Étant donné le rôle accru que cette chambre de compensation est appelée à connaître, il ne s'agit pas d'un enjeu insignifiant.

Bien que leur mécanique s'apparente à de la tuyauterie, les chambres de compensation jouent un rôle crucial, en s'interposant entre l'acheteur et le vendeur d'un produit financier. Ce coupe-feu a pour effet de diminuer le risque qu'un acteur financier subisse une perte importante lorsque l'entité avec laquelle il transige est incapable d'honorer ses obligations.

Tous les produits financiers ne sont pas compensés. C'est le cas des produits dérivés hors cote, soit ceux qui se négocient entre courtiers, sans être inscrits officiellement en Bourse. C'est ce qui explique les ravages provoqués par la faillite de Lehman Brothers en 2008.

Résolus à ce que pareille catastrophe ne se reproduise plus, les pays du G20 ont décidé en 2009 de renforcer le système financier. Plusieurs transactions de produits dérivés, comme les swaps de taux d'intérêt, devront se faire par l'entremise de chambres de compensation. Ainsi, la chambre montréalaise CDCC pourrait être appelée à jouer un plus grand rôle.

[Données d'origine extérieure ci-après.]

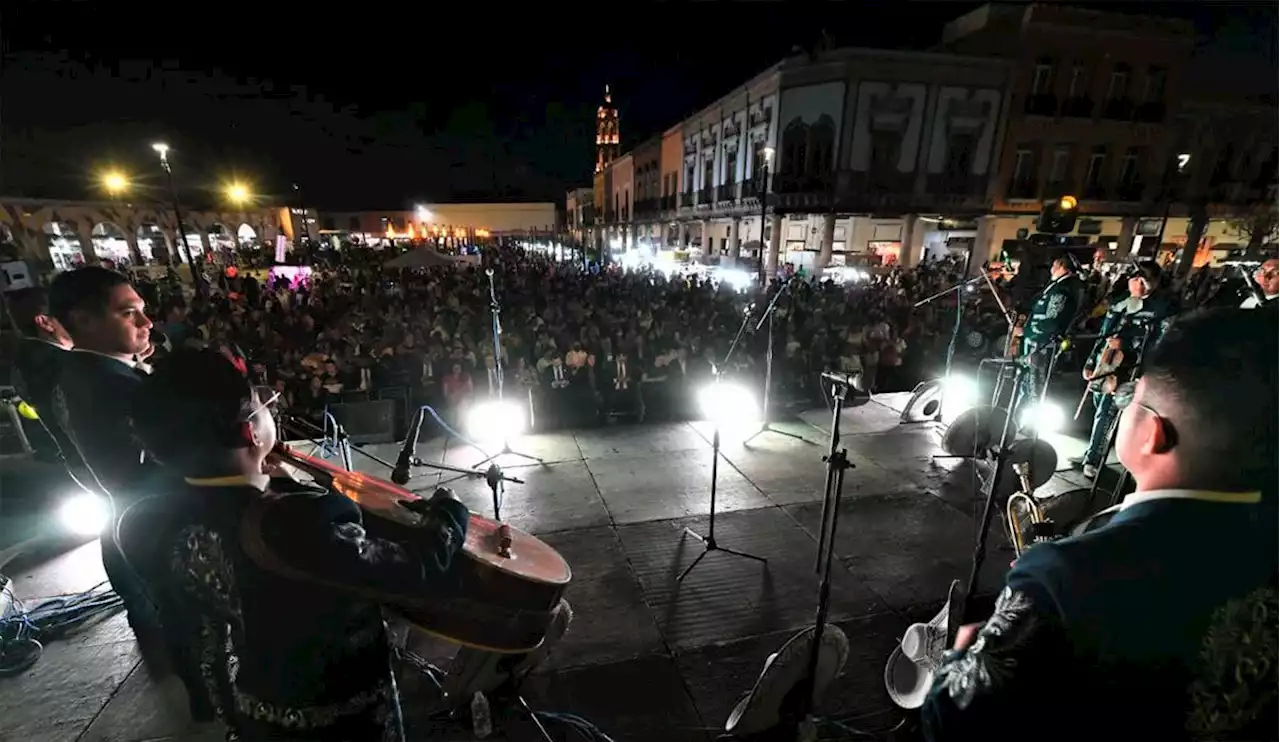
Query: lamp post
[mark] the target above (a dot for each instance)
(764, 206)
(196, 274)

Il reste à voir comment cela fera, concrètement. Il serait difficile, pour la CDCC, d'assumer ce rôle seul, était donné que les courtiers canadiens transigent souvent avec des courtiers de l'étranger. Il tomberait sous le sens de s'associer à une firme étrangère comme LCH.Clearnet, chef de file mondial de la compensation. Établie à Londres, LCH pourrait s'établir au Canada en créant une coentreprise. Mais rien dans les engagements de Maple n'assure que cette coentreprise mènerait ses activités à Montréal.

Par ailleurs, Maple entend acquérir CDS, la grande chambre de compensation des actions canadiennes, pour déployer sa stratégie d'intégration verticale. Cependant, le consortium n'a pas indiqué si elle intégrera CDS et CDCC et, le cas échéant, de quelle façon. CDS étant une organisation plus imposante, les activités de Montréal pourraient très bien graviter vers Toronto.

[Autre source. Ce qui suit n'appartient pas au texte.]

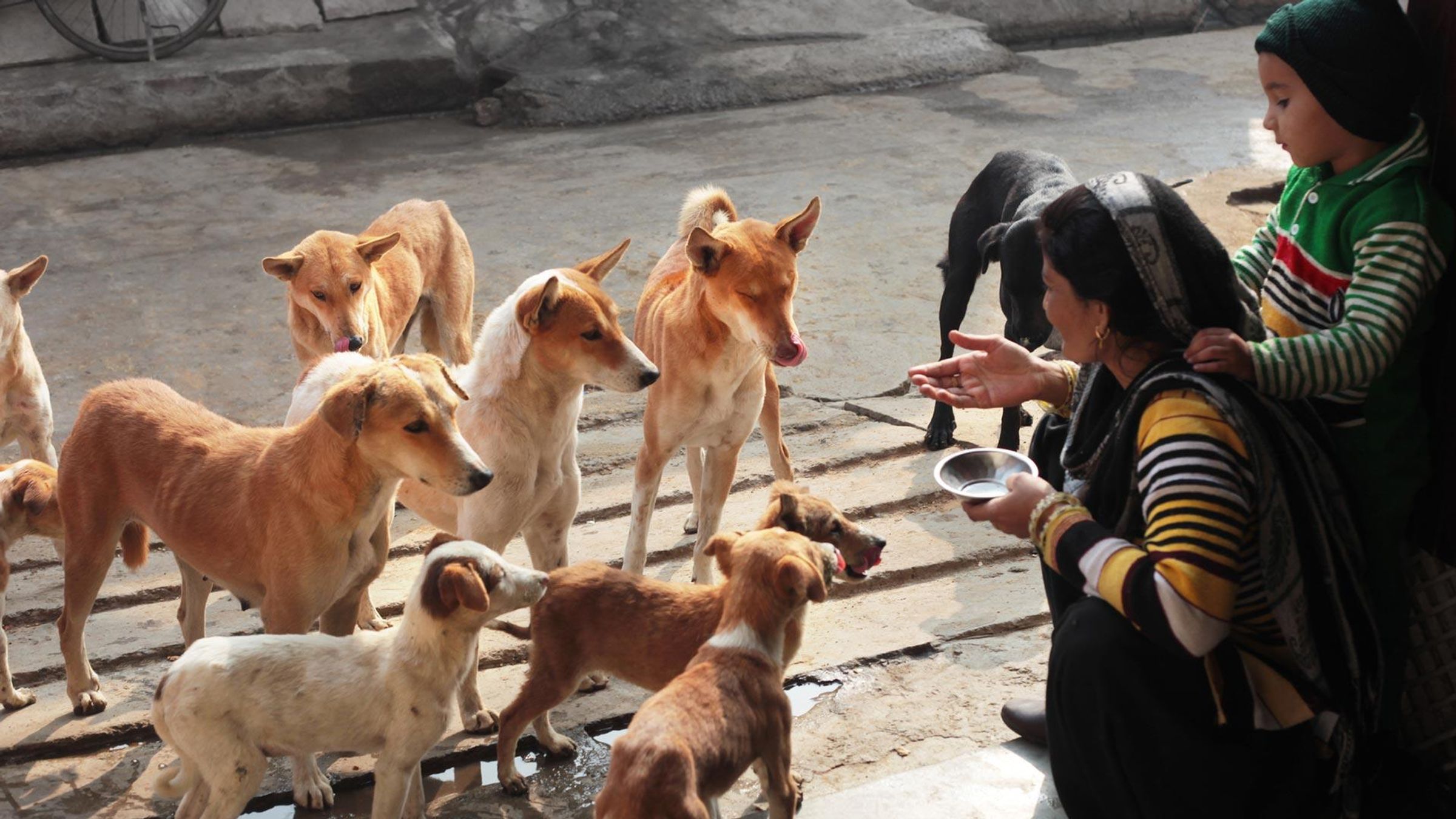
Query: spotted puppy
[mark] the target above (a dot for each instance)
(229, 703)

Luc Bertrand, chef de la direction de Maple, n'était pas disponible pour une entrevue hier, a fait savoir son porte-parole, Jean-Sébastien Lamoureux. «On aura l'occasion d'expliquer nos positions lors des audiences, mais nos engagements sont déjà connus», a-t-il ajouté.

L'AMF va jusqu'à affirmer que l'offre d'achat de la Bourse de Londres était supérieure quant aux engagements pris envers Montréal comme centre d'excellence des produits dérivés. C'est pousser le bouchon un peu loin. Car si Londres s'engageait à développer les produits dérivés à Montréal, cet opérateur boursier se réservait le droit de déménager à l'extérieur du pays, et à tout moment, la division des produits dérivés.

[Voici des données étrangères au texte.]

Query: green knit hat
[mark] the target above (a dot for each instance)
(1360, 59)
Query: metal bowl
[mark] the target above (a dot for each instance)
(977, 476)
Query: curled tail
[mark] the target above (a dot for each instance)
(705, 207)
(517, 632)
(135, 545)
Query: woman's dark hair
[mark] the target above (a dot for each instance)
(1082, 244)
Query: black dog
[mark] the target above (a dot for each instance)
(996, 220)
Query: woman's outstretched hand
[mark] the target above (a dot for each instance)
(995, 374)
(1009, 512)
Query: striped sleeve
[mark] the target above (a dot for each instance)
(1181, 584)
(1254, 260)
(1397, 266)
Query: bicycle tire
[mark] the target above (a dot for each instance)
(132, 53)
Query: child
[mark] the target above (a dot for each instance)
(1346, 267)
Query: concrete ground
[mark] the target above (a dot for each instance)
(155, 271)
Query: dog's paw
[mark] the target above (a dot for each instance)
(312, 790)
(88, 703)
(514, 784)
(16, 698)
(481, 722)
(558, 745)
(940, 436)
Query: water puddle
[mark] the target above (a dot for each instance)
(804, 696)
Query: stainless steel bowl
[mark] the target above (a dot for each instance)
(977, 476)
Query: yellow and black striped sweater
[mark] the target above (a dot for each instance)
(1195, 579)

En comparaison, les promesses de Maple ne sont pas limitées dans le temps, a rappelé Jean-Sébastien Lamoureux.

«Cela n'existe nulle part, dans l'histoire de l'univers, une société qui prend des engagements à perpétuité», disait en juin Xavier Rolet, chef de la direction de la Bourse de Londres. Une position qui, aussi désagréable qu'elle fût à entendre, avait le mérite d'être franche.

Il faudra voir que comment les participants aux audiences publiques réagiront à ce que l'AMF décrit comme des trous dans les engagements de Maple envers le Québec.

Mais qui osera parler contre ce groupe qui réunit la Caisse de dépôt et placement du Québec, la Banque Nationale du Canada, le Mouvement Desjardins et le Fonds de solidarité de la FTQ, entre autres? J'ai beau chercher, je ne vois pas.